Regarding this 'Because of BTC's non-programmability, there are currently no BTC over-collateralized stablecoin projects,' I also asked @0x_Todd, but I'm also curious about what friends on Twitter think.
I recommend friends interested in stablecoins to listen to this episode of the @day1globalpod podcast. Teacher @0x_Todd has a very clear classification of stablecoins: USDT (65% market share), USDC (25% market share), and others (10% market share).
As for the "others" that everyone is concerned about, which are the stablecoins that can generate "excess returns": USDe @ethena_labs' returns come from stETH + Short Perp funding rates (essentially a Delta Neutral strategy). USDf @DWFLabs' returns come from its own MM business, including CEX funding rate advantages, various arbitrage strategies, etc.
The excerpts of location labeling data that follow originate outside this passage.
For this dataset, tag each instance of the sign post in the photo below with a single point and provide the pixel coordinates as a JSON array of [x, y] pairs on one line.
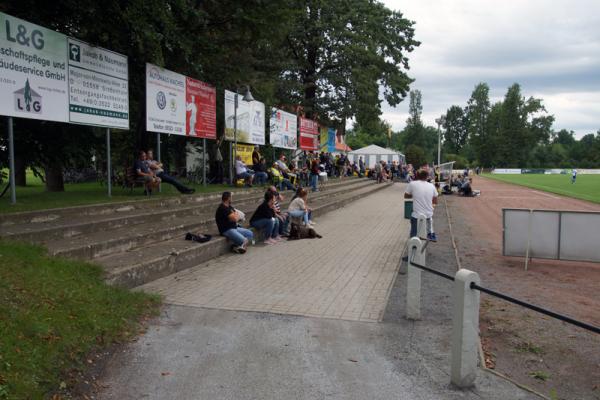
[[158, 156], [204, 162], [108, 164], [11, 154]]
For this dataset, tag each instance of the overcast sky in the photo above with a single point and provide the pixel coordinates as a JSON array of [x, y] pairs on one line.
[[551, 48]]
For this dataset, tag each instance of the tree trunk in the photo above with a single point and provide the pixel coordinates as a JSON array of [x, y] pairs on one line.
[[54, 178], [180, 153], [20, 171]]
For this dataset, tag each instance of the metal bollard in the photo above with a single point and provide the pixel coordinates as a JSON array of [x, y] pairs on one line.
[[413, 278], [422, 227], [465, 329]]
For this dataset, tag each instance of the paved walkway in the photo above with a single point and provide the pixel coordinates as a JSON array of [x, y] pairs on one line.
[[348, 274], [197, 353]]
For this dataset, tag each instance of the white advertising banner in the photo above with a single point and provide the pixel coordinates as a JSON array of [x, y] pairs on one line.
[[46, 75], [98, 86], [250, 120], [33, 71], [165, 101], [283, 130], [506, 171]]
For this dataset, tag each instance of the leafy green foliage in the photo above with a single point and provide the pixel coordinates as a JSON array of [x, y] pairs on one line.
[[455, 129], [415, 155], [53, 312], [328, 58]]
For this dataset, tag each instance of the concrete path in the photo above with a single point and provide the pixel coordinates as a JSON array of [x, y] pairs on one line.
[[348, 274], [199, 353]]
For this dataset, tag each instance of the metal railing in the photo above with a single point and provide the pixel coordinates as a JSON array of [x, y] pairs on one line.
[[541, 310], [465, 309]]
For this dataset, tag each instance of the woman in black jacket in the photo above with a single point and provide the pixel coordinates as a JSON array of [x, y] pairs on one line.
[[264, 219]]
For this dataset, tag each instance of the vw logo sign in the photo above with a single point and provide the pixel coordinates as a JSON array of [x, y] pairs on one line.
[[161, 100]]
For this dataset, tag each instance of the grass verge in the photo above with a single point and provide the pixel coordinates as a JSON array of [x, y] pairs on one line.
[[54, 312], [587, 187]]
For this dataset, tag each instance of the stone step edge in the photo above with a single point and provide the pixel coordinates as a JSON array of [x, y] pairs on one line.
[[138, 274], [31, 216], [95, 249], [80, 228]]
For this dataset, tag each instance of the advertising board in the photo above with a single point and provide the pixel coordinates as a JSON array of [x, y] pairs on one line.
[[250, 120], [201, 109], [283, 130], [48, 76], [309, 134], [165, 101]]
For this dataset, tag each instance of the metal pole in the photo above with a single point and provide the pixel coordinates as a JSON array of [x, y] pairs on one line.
[[158, 155], [234, 136], [439, 143], [230, 158], [204, 161], [11, 164], [108, 166]]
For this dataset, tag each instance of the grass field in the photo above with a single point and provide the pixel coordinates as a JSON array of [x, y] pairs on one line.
[[34, 196], [587, 187], [53, 313]]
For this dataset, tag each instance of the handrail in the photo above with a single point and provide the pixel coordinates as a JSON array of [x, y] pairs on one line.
[[510, 299]]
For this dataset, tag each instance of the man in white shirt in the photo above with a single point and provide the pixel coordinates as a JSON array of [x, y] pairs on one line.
[[242, 172], [424, 197]]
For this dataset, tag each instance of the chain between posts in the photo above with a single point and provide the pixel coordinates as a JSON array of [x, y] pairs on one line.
[[522, 303]]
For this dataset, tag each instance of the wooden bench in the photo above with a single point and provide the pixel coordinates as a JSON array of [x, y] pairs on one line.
[[131, 179]]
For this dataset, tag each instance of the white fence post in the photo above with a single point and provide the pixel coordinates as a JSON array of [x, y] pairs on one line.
[[465, 329], [413, 279], [422, 226]]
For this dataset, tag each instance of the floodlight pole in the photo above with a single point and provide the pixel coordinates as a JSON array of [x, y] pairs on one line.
[[204, 162], [11, 163], [440, 121], [108, 166], [235, 106], [158, 156]]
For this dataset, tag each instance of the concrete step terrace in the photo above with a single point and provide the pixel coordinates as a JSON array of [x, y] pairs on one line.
[[153, 261]]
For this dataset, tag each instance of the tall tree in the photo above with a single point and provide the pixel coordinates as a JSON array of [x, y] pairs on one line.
[[414, 132], [343, 52], [455, 129], [478, 109]]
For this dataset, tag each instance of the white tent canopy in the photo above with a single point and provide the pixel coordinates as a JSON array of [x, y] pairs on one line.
[[373, 154]]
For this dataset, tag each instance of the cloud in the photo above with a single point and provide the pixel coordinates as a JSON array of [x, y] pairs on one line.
[[552, 49]]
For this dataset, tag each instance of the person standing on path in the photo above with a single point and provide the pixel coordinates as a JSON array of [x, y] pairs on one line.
[[424, 197]]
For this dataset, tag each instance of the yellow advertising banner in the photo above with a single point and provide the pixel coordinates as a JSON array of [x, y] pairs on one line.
[[245, 151]]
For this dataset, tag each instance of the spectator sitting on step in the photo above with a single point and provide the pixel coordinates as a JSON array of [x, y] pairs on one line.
[[298, 209], [142, 169], [260, 172], [281, 216], [466, 189], [242, 172], [264, 219], [279, 180], [157, 167], [227, 219]]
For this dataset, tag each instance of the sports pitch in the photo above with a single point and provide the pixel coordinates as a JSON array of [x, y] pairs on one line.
[[587, 187]]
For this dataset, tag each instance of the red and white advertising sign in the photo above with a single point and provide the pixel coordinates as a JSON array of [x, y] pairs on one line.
[[201, 109], [309, 134]]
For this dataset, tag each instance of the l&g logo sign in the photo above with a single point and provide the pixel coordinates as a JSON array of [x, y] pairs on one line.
[[28, 100]]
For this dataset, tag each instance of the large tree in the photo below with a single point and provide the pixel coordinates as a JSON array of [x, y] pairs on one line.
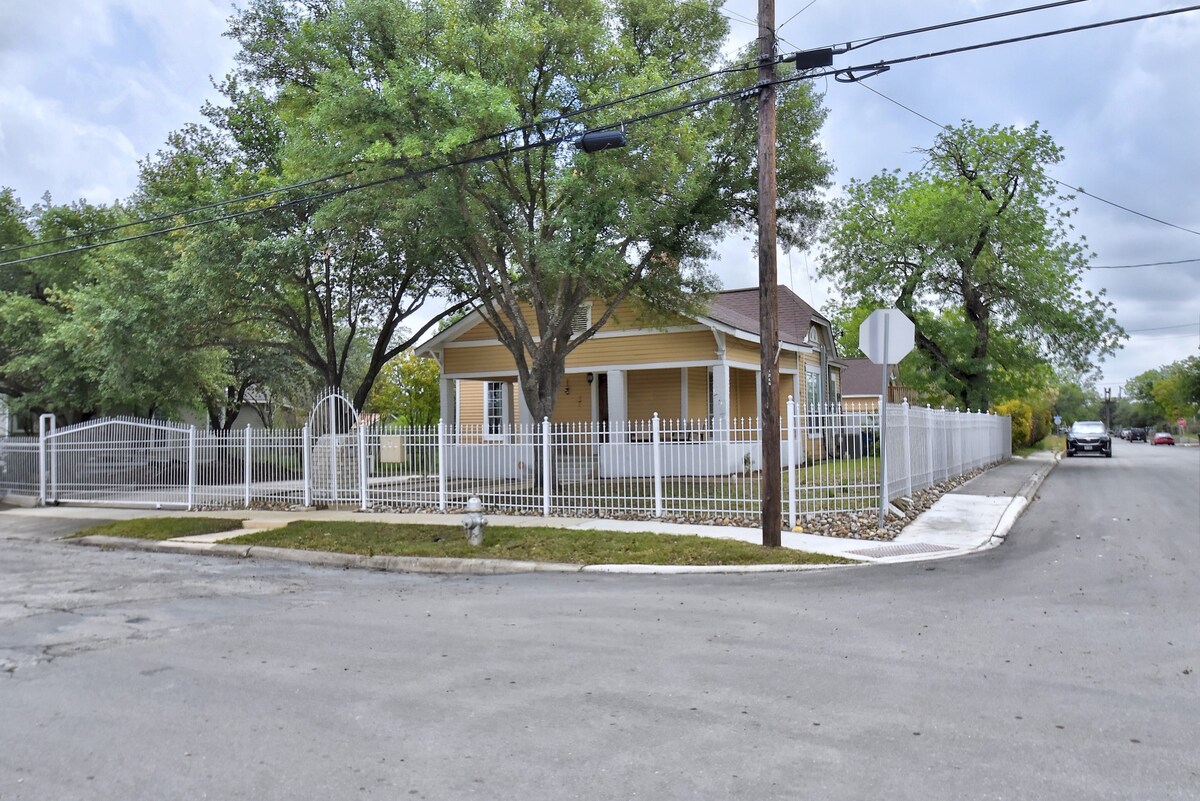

Essentially, they are stablecoin investment projects packaged in tokenized form.
The discussion on RWA tokenized stablecoins in the interview is also very interesting. The conclusion is: T-Bill is still the most reliable underlying asset, bar none. The so-called real estate on-chain (even farmland) is currently just for fun.
Due to BTC's non-programmability, there is currently no BTC over-collateralized stablecoin project. So, if there are programmable BTC assets (such as zBTC @ApolloByZeus, FragBTC @fragmetric) with organic yield sources, could they also generate new stablecoin projects (brainstorming)?